Cluster validation: An integrative method for cluster analysis

  • Authors:
  • M. Visvanathan;B. S. Adagarla;H. L. Gerald;P. Smith

  • Affiliations:
  • Bioinf. Core Facility, Univ. of Kansas, Lawrence, KS, USA;Bioinf. Core Facility, Univ. of Kansas, Lawrence, KS, USA;Bioinf. Core Facility, Univ. of Kansas, Lawrence, KS, USA;Univ. of Kansas Med.

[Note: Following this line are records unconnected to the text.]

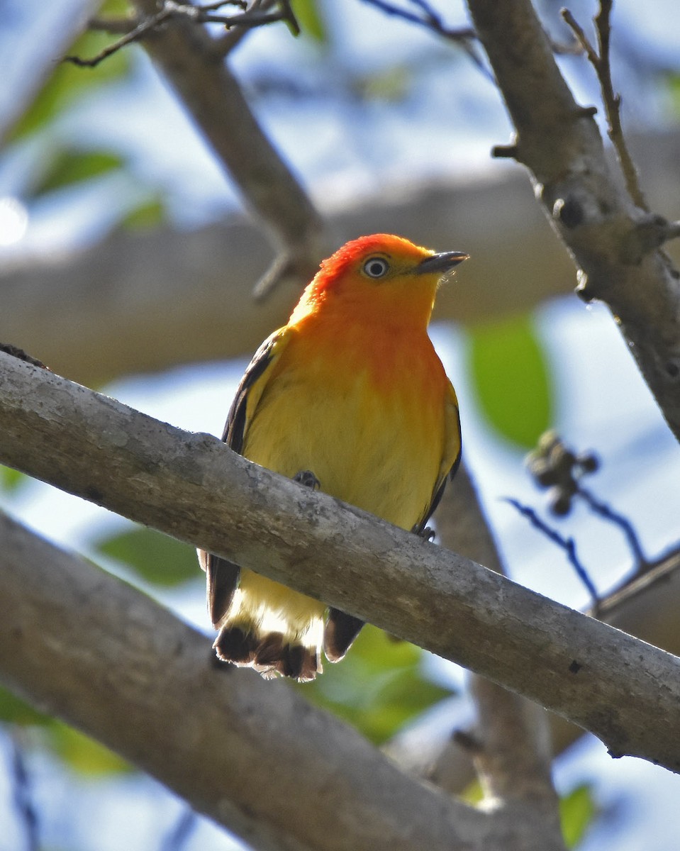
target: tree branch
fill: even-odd
[[[634,151],[653,203],[680,216],[680,134],[645,137]],[[495,180],[392,186],[371,202],[323,212],[340,238],[386,231],[470,254],[457,283],[439,291],[437,319],[489,321],[573,290],[573,265],[518,170]],[[680,241],[670,248],[680,261]],[[245,357],[285,323],[307,283],[254,303],[253,285],[272,260],[261,230],[233,216],[192,231],[118,231],[86,250],[8,261],[0,340],[89,386]]]
[[[658,250],[667,223],[621,186],[592,111],[574,101],[529,0],[468,7],[517,129],[513,156],[580,268],[579,294],[609,306],[680,439],[680,275]]]
[[[437,515],[443,545],[493,570],[504,573],[500,555],[486,522],[477,490],[465,463],[444,492]],[[488,808],[501,806],[522,821],[530,814],[540,825],[537,848],[546,840],[564,848],[558,799],[551,777],[551,749],[548,714],[526,698],[501,688],[484,677],[470,677],[476,722],[468,747]],[[458,748],[460,750],[459,738]],[[429,776],[447,788],[452,769],[460,760],[450,759],[453,748],[444,748]],[[458,779],[460,784],[460,778]],[[460,791],[459,785],[455,791]],[[450,788],[449,791],[452,791]],[[511,842],[508,841],[508,848]]]
[[[0,433],[0,462],[482,673],[594,733],[614,756],[680,770],[680,743],[666,734],[680,724],[680,660],[661,650],[260,468],[217,438],[2,352]]]
[[[144,18],[157,12],[156,0],[133,0],[133,5]],[[321,218],[253,115],[218,40],[203,26],[173,20],[144,43],[273,237],[281,278],[306,283],[325,256]]]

Center, KS, USA

  • Venue:
  • BIBMW '09 Proceedings of the 2009 IEEE International Conference on Bioinformatics and Biomedicine Workshop
  • Year:
  • 2009

Quantified Score

Hi-index 0.00

Visualization

Abstract

Clustering is a widely used to discover underlying patterns and groups in data and there is a need to validate the quality of clusters generated by the numerous clustering algorithms in use. The need for cluster validitation arises from the fundamental definition of unsupervised learning. As clustering is an unsupervised learning process, the prediction of correct number of clusters is a hurdle which can be cleared by using cluster validity indices to assess the quality of the clusters. We have developed a tool for cluster validation as a part of GOAPhAR, a web based tool that integrates from disparate sources, information regarding gene annotations, protein annotations, identifiers associated with probe sets, functional pathways, protein interactions, gene Ontology and publicly available microarray datasets. Our cluster validity tool calculates three indices to indicate clustering quality viz. the Silhouette, Dunn's and Davies-Bouldin indices and outputs them to the user. The values of these indices can be used to judge the quality of clustering and to optimize the process of selecting an appropriate clustering algorithm and number of clusters.